Robert Milstein (Incumbent)
BACKGROUND: I’m 57 and have lived in Oak Park 25 years. I am married and have grown children. I served on the Citizens Police Oversight Commission and chaired the Community Relations Commission. I was appointed to the Diversity Task Force. On the voard I served on the Finance Committee. Wednesday Journal named me Villager of the Year in 2003.
PRIORITIES: 1) Economic development while respecting our historic values. The NLP failed with their victory to keep their promise to make preservation a priority and now espouse some type of mediocrity with selective preservation. The VMA has lost all credibility with their drive to change Oak Park into Lincoln Park.
2) The VMA believes we can build our way out of the property tax mess. This myth was used to keep the VMA in office. The NLP seems to be moving in the same direction. The increased tax base is not going to lower the property tax until the state reforms the tax system.
3) The third issue is participatory input by citizens. We have not honored the ordinance we passed. The majority panders to the special interests and is willing to foolishly act on limited public input even if the “experts” may not be right.
BACKGROUND: Schwab, a 29-year Oak Parker, holds a doctorate in information engineering from the University of Illinois at Chicago. He’s been a consultant, computer scientist and information systems manager for manufacturers, laboratories, and government agencies. Schwab’s 19 years of public service includes serving as both chair and a member of the Community Design Commission and as a member of the Community Development Citizen Advisory Committee.
PRIORITIES: 1) Oak Park’s recent popularity as a place to live has created development pressures that threaten to obliterate many of the things that created that popularity. The problem, for so many of us who live here and have worked so hard and so long to maintain and improve this community, is that, when the developers are done, we might not be able to recognize the place or afford to live here any more.

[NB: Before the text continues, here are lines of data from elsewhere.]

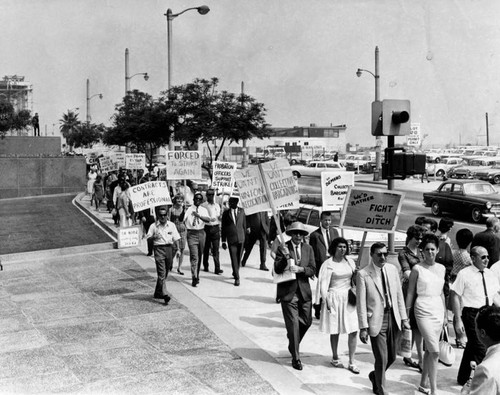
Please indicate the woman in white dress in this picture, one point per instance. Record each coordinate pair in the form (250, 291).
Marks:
(425, 295)
(337, 315)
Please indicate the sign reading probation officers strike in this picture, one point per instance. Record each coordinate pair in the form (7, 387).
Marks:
(369, 209)
(183, 165)
(334, 188)
(279, 179)
(149, 195)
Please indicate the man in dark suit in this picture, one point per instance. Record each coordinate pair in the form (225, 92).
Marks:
(381, 312)
(257, 229)
(233, 227)
(489, 239)
(295, 295)
(320, 240)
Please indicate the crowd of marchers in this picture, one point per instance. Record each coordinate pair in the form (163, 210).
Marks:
(434, 279)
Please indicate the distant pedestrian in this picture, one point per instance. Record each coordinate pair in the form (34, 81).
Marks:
(296, 295)
(36, 125)
(233, 226)
(165, 237)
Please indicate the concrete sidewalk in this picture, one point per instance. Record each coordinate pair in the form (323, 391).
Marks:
(86, 322)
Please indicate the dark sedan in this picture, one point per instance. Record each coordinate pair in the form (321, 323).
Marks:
(475, 199)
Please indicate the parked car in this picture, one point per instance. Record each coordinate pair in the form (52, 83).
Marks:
(476, 199)
(315, 168)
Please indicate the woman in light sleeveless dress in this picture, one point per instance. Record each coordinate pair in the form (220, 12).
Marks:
(337, 315)
(425, 296)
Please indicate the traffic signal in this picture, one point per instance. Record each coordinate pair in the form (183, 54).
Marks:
(391, 118)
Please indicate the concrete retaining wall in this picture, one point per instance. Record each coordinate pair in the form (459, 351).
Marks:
(28, 176)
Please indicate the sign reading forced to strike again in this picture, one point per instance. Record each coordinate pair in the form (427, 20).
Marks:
(150, 194)
(182, 165)
(278, 178)
(370, 209)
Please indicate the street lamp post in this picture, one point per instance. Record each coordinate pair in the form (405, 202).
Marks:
(127, 77)
(202, 10)
(89, 98)
(378, 147)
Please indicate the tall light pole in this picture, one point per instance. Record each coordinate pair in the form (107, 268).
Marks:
(202, 10)
(127, 77)
(89, 98)
(378, 140)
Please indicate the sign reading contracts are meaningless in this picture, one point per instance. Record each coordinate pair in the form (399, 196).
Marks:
(183, 165)
(223, 176)
(278, 179)
(129, 237)
(150, 194)
(135, 161)
(369, 209)
(334, 188)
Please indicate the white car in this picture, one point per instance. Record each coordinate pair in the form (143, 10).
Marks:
(316, 167)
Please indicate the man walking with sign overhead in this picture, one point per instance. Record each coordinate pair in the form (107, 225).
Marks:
(295, 295)
(381, 312)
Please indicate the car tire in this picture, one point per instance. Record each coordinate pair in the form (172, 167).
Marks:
(476, 215)
(436, 208)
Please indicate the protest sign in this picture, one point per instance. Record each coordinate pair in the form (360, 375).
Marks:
(129, 237)
(135, 161)
(107, 164)
(149, 194)
(183, 165)
(334, 188)
(223, 176)
(371, 209)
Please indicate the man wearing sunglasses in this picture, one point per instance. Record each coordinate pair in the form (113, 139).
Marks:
(381, 312)
(164, 236)
(475, 286)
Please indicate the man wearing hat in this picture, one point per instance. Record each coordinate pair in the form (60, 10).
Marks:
(295, 295)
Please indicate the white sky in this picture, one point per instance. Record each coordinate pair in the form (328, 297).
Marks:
(298, 57)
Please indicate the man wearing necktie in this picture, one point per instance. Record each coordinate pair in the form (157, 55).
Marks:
(295, 295)
(475, 286)
(381, 312)
(320, 241)
(233, 226)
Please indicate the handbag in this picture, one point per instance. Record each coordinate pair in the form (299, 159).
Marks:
(446, 351)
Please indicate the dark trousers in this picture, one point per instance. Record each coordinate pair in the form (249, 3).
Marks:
(474, 350)
(250, 240)
(163, 261)
(298, 319)
(384, 347)
(212, 241)
(235, 251)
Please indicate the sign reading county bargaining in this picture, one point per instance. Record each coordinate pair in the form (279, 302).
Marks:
(223, 176)
(135, 161)
(413, 138)
(182, 165)
(129, 237)
(149, 194)
(107, 164)
(334, 188)
(279, 179)
(371, 209)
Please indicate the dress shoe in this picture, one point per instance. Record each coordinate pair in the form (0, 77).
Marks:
(296, 364)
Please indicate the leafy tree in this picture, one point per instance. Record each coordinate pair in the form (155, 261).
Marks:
(210, 117)
(142, 124)
(12, 120)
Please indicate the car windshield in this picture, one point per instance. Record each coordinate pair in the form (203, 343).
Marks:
(479, 189)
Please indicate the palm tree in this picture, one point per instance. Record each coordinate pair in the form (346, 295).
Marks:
(69, 124)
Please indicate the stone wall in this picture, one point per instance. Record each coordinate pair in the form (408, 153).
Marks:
(34, 176)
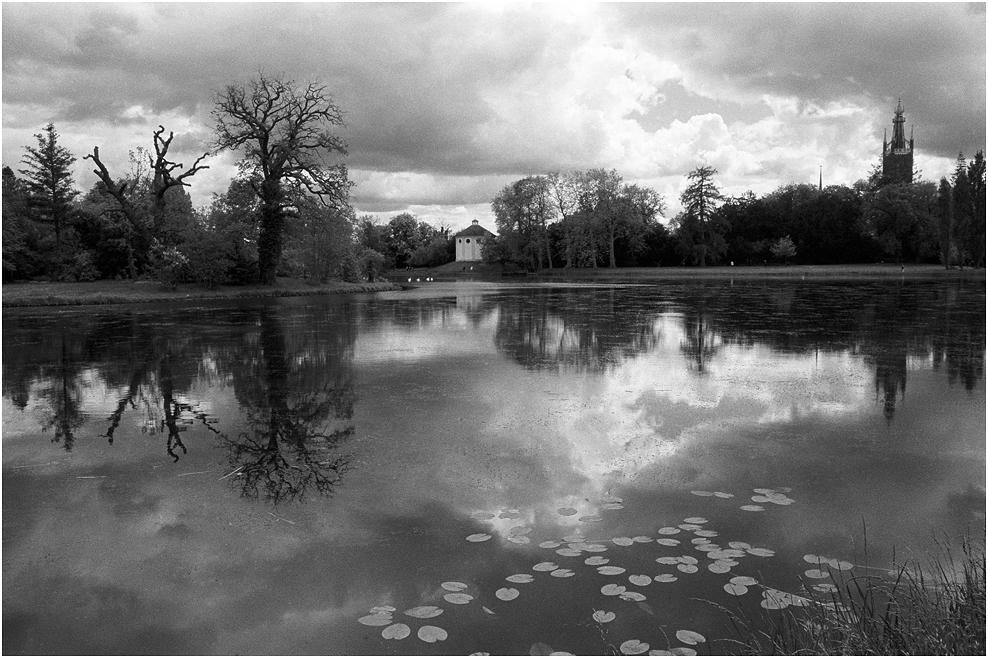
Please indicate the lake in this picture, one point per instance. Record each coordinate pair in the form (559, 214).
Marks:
(478, 467)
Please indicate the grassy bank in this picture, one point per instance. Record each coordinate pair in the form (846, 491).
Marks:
(482, 271)
(932, 609)
(129, 292)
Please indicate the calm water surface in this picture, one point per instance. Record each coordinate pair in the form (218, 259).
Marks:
(257, 477)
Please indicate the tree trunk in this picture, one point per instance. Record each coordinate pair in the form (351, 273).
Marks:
(269, 233)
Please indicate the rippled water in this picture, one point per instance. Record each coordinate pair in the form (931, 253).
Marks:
(256, 477)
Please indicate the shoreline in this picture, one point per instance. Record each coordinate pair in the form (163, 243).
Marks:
(98, 293)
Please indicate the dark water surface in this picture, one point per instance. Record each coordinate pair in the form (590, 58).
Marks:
(256, 477)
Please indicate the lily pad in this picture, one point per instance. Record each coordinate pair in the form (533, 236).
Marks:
(610, 570)
(396, 632)
(507, 593)
(432, 634)
(459, 598)
(690, 637)
(633, 647)
(376, 619)
(424, 611)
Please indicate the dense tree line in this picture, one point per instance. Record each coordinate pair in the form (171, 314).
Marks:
(593, 218)
(287, 212)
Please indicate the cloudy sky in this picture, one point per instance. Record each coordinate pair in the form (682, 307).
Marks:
(446, 103)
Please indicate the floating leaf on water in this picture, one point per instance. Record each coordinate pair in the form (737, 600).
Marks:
(432, 634)
(376, 619)
(735, 589)
(610, 571)
(633, 647)
(396, 632)
(458, 598)
(690, 637)
(507, 593)
(424, 611)
(761, 552)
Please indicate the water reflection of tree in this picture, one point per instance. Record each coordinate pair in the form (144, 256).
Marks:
(586, 331)
(299, 398)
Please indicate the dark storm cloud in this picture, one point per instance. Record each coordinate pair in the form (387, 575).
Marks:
(930, 55)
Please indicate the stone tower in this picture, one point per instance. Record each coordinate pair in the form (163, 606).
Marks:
(897, 155)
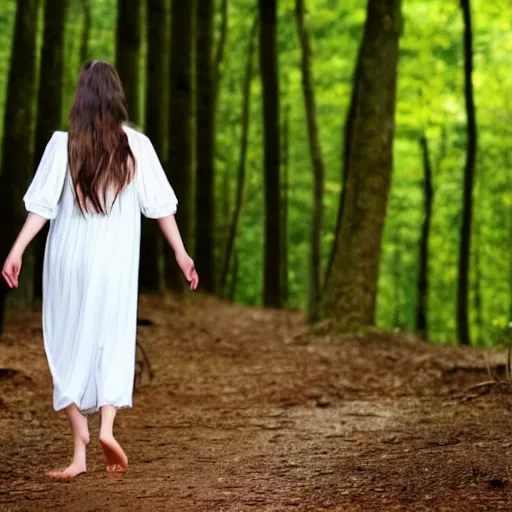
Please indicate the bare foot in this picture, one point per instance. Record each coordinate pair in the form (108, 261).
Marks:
(74, 469)
(117, 461)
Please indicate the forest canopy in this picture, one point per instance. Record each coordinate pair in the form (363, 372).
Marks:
(430, 129)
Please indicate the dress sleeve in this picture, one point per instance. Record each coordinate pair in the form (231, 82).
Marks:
(156, 196)
(43, 195)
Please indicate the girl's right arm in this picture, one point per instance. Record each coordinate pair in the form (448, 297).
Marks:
(12, 265)
(171, 233)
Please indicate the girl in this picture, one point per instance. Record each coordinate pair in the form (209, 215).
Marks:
(93, 183)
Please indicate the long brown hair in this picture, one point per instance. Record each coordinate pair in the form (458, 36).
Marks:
(100, 159)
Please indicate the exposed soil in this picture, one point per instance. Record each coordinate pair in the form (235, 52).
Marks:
(248, 410)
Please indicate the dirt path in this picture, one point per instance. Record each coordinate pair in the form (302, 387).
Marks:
(247, 411)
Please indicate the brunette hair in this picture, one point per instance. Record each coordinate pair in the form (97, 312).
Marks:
(101, 162)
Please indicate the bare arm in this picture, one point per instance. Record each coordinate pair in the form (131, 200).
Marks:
(171, 233)
(12, 266)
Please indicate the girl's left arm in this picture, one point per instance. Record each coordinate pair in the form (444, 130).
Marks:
(12, 265)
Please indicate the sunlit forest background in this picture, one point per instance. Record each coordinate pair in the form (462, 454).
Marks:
(431, 130)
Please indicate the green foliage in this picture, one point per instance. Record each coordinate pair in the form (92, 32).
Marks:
(430, 101)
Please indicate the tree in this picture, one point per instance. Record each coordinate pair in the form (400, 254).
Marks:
(205, 137)
(181, 126)
(241, 175)
(463, 330)
(49, 103)
(17, 143)
(272, 293)
(86, 31)
(350, 294)
(285, 202)
(128, 52)
(152, 265)
(219, 54)
(423, 282)
(317, 160)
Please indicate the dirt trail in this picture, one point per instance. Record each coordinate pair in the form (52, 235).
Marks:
(249, 411)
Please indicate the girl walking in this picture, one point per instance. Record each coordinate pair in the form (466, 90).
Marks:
(93, 183)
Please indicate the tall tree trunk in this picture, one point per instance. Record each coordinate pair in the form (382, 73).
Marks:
(49, 108)
(234, 278)
(350, 294)
(17, 144)
(205, 136)
(272, 293)
(317, 161)
(239, 201)
(151, 266)
(86, 31)
(128, 53)
(423, 282)
(463, 329)
(397, 281)
(479, 320)
(285, 187)
(219, 54)
(181, 127)
(348, 130)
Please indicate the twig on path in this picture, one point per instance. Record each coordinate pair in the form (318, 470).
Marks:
(142, 365)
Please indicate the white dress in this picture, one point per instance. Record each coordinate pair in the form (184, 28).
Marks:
(90, 278)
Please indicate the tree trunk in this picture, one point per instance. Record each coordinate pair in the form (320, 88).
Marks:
(181, 128)
(346, 158)
(285, 187)
(317, 162)
(272, 293)
(397, 281)
(463, 330)
(350, 294)
(49, 108)
(234, 278)
(205, 136)
(86, 31)
(128, 53)
(423, 282)
(239, 201)
(151, 266)
(219, 55)
(17, 144)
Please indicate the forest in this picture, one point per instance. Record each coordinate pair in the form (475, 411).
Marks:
(346, 158)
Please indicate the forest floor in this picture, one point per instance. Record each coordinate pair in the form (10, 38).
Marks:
(249, 410)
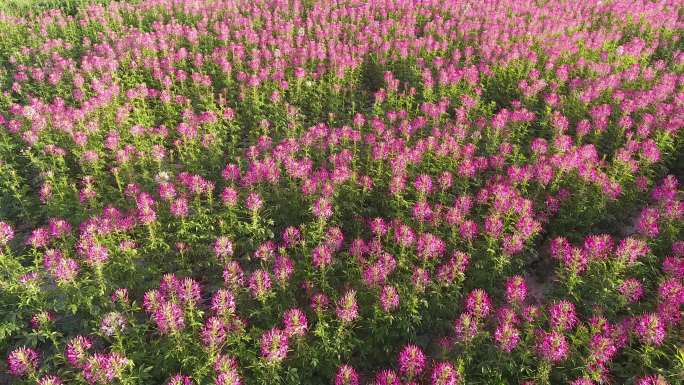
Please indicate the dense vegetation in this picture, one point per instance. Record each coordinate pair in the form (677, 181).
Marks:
(342, 192)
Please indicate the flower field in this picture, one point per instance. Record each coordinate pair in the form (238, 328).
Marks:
(347, 192)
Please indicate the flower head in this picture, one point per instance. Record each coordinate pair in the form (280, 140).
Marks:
(22, 361)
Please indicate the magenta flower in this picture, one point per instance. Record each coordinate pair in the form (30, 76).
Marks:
(655, 379)
(347, 309)
(562, 316)
(444, 373)
(389, 298)
(223, 247)
(478, 303)
(274, 345)
(552, 346)
(259, 283)
(466, 327)
(253, 202)
(223, 303)
(321, 257)
(180, 379)
(6, 233)
(516, 290)
(506, 337)
(169, 318)
(22, 361)
(295, 323)
(411, 361)
(77, 351)
(233, 275)
(104, 368)
(50, 380)
(213, 332)
(631, 289)
(387, 377)
(346, 375)
(112, 323)
(650, 329)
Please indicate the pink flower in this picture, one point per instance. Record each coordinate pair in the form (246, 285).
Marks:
(274, 345)
(50, 380)
(631, 289)
(259, 283)
(411, 361)
(346, 375)
(562, 315)
(650, 329)
(22, 361)
(295, 323)
(506, 337)
(465, 327)
(6, 233)
(169, 318)
(444, 374)
(478, 303)
(389, 298)
(655, 379)
(516, 290)
(213, 332)
(552, 346)
(180, 379)
(347, 308)
(387, 377)
(76, 351)
(223, 247)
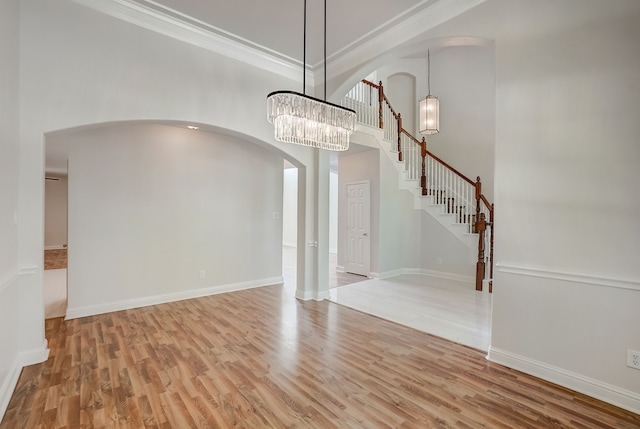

2) The idea that uncritically promoting new development will alleviate our property tax burden is simply wrong. Real property tax relief can come only from the state changing the way public schools are funded.
3) Oak Park’s government needs to spend far more time seeking residents’ opinions and acting upon them and far less time making decisions in private and then explaining to residents why they’ll just have to better learn to embrace change.
Annabel Abraham (2-year term)
BACKGROUND: Abraham earned a bachelor’s and a master’s degree from Northwestern University. As a speech-language pathologist, she taught in several settings, including as a speech pathologist for WSASE (West Suburban
Association for Special Education), a cooperative among local school districts. She’s lived 53 years in the home she and her late husband Barnard built in Oak Park. Their three children “thrived” in Oak Park public schools.
She serves on the board of the Senior Citizens’ Center, located at the Oak Park Arms, and has served on the board of West Suburban Temple. She’s served on three village committees: Universal Access, Retail Support, and currently as a member of the Citizens Involvement Commission.
PRIORITIES: 1) Business districts: Much attention is paid to DTOP because of the TIF pot of gold and the designation downtown. However, there are twelve business districts in Oak Park, some with local associations. These areas could use help to identify and promote themselves.
2) Solicitation of businesses to move to Oak Park: We need a person with connections and a positive personality to find businesses for Oak Park. Could be a start-up business, could be a middle level, won’t be K-mart! My own hope is that Crate & Barrel could be lured to Oak Park.
3) Affordable housing/bungalow project: She’d like to see developers pay into a fund to help pay for affordable housing options. She’d also like to see a program that would encourage homeowners to improve their properties.